Threads in c++ not generating speedup on mandelbrot image processing

Question 1

I'm a little late back to this question, but looking back, I remember the solution: I was programming on a single-core raspberry pi. One core means no speedup from threading.

Question 2

I think spawning the threads is too expensive, You could try PPL or TBB. which both have parallel_for and parallel_foreach, and use those to loop through the pixels instead of using threads. they internally manage the threads so you have less overhead and the most throughput.

Question 3

Solving one problem at a time, why not give it a try and hardcode the use of 2 threads, then 3? Thread starting is expensive however if you start only 2 threads and calculate a fairly large Mandelbrot, then thread start time will be relatively zero.

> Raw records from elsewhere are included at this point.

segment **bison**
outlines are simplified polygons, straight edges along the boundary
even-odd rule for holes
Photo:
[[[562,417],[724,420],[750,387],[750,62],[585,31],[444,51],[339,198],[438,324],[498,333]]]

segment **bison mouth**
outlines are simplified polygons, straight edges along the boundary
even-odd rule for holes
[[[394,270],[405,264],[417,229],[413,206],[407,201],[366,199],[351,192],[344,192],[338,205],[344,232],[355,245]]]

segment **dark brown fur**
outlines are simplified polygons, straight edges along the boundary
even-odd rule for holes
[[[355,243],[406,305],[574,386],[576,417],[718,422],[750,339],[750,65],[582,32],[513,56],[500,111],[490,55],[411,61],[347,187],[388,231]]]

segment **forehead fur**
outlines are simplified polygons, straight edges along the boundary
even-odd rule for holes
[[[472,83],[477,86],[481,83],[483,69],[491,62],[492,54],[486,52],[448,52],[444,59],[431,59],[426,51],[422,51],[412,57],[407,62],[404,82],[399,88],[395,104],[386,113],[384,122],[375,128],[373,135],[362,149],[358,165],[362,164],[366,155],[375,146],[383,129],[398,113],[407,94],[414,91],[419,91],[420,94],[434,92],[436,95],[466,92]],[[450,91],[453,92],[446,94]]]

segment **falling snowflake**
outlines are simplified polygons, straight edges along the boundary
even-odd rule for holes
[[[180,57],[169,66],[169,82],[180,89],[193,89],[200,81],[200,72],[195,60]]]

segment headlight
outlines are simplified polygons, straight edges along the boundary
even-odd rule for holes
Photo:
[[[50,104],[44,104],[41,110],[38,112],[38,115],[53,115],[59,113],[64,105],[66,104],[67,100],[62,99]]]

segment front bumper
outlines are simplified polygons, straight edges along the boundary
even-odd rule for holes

Up until you don't achieve 2x and 3x speedup, then you have other problems that you need to debug & solve, separately.

Question 4

Without looking at your code and playing with it, it's hard to pinpoint what the problem is exactly. Here's a guess though: some portions of the Mandelbrot set image is much easier to compute than others. Your code is cutting the image up into equal slices by the x-axis, but the majority of the work (say 70%) could fall into one slice. In that case, the best you can do is a 30% speed up, since rest of the threads still have to wait for the last one to finish. For example, if you run with four threads and cut up the image into four pieces, the third piece certainly looks more intensive than the rest. Of course the 70% is just an estimate.